I’m using the java port of jtidy: https://github.com/jtidy/jtidy
When I set the makeClean flag to true, bgcolor="#ffffff"
is converted to
class=”c1″
. I don’t understand why.
I found this explanation: https://api.html-tidy.org/tidy/quickref_5.0.0.html#clean
This option specifies if Tidy should strip out surplus presentational
tags and attributes replacing them by style rules and structural
markup as appropriate.

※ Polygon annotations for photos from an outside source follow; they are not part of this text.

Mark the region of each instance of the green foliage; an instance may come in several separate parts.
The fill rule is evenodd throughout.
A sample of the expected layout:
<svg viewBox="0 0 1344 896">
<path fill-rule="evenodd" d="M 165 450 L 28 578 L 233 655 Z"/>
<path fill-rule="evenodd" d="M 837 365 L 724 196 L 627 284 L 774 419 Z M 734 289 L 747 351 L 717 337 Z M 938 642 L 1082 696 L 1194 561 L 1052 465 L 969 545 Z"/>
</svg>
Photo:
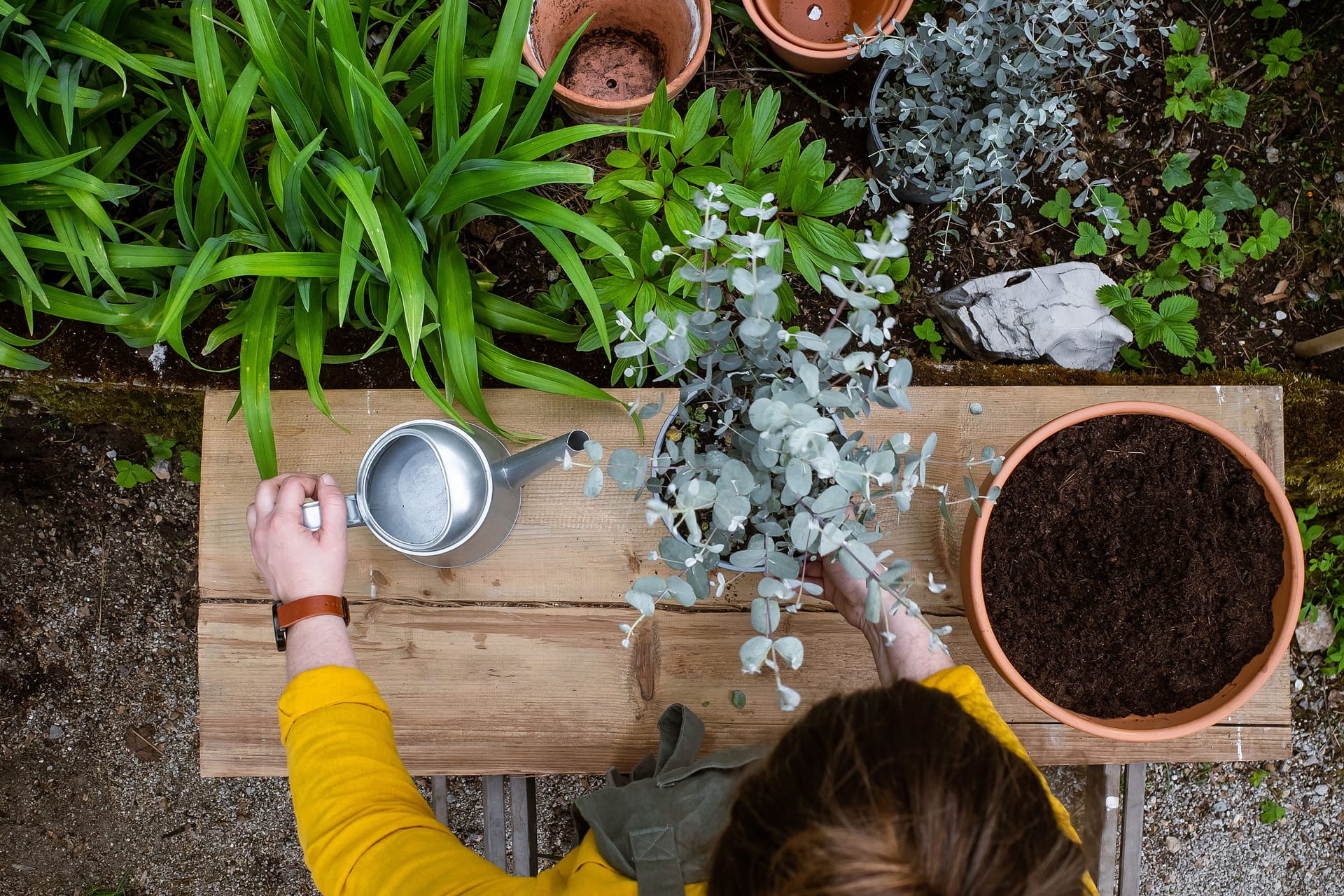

It works well on the HTML saved by Microsoft
Office products.
I don’t understand, where does the class c1 come from?
import org.w3c.tidy.Tidy;
import java.io.*;
public class TidyBug {
public static void main(String[] args) throws IOException {
String string = """
<table>
<tr>
<td bgcolor="#ffffff">test</td>
</tr>
</table>
""";
String result;
try (StringReader in = new StringReader(string); StringWriter out = new StringWriter();
PrintWriter ignored = new PrintWriter(new ByteArrayOutputStream())) {
Tidy tidy = new Tidy();
tidy.setPrintBodyOnly(true);
tidy.setMakeClean(true);
tidy.parse(in, out);
result = out.toString();
}
System.out.println(result);
assert result.equals("""
<table>
<tr>
<td class="c1">test</td>
</tr>
</table>
""");
}
}